Though there are plugins other than Flash, particularly in the Linux world they're mostly irrelevant. So some random thoughts particuarl to Flash follow.

As a Linux user who's been victimized by Flash for years I have a sort of visceral dislike of Adobe (Lorenzo, author of the popular FlashBlock extension for Firefox, is a fellow Linux user who told me he wrote it because Flash kept taking out his browser). But on the other hand I really feel for them — I read penguin.swf, their blog about Linux and think, "That guy really knows what he's talking about; it really is just hard to make all of this work."

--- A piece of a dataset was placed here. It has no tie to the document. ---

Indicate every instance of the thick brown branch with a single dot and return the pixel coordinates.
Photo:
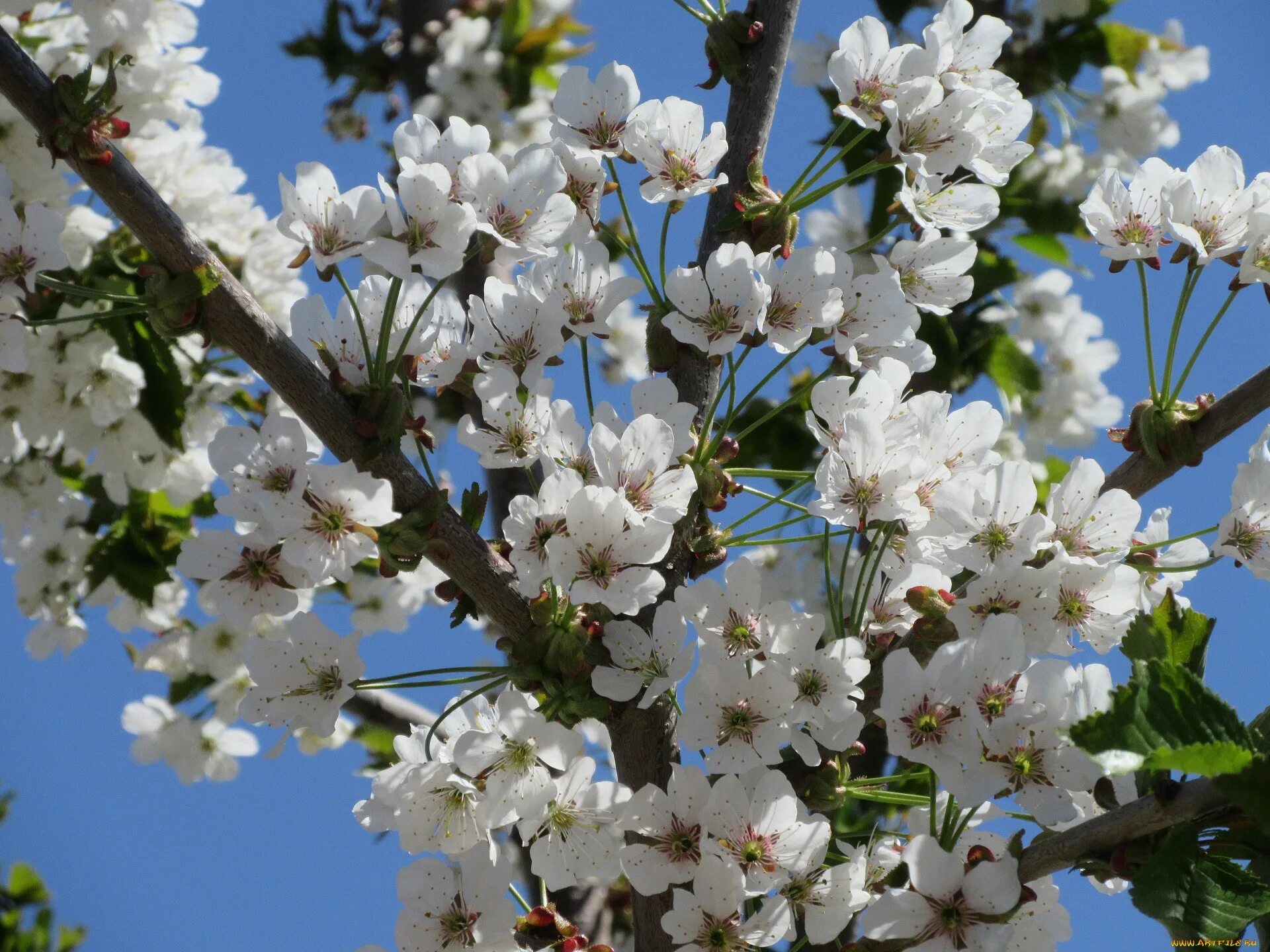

In an ideal world we could run Flash inside the renderer process and eliminate a lot of these hacks. First we'd need to figure out how to make Flash run in the sandbox. (Part of the reason to use a plugin is that they do stuff normal web pages can't, making them hard to sandbox; for that same reason they are also scary from a security perspective.) Our implementation of the <video> tag behaves more or less like a windowless plugin except that it is in the renderer process so all of the above limitations don't matter.

Failing that, I'd love be able sit down with the relevant parties at Mozilla and Adobe and sketch out an API that is a bit more modern (until recently it seems you needed to use Xt, the ancient toolkit for windowed plugins?). It seems for windowless plugins if they just painted RGBA pixels to an in-memory buffer then running them out of process would be relatively easy.

Finally, if you're the sort to be interested in what I have to say here you're likely to find Robert O'Callahan's blog worth reading (I've linked twice to his blog in this post already!).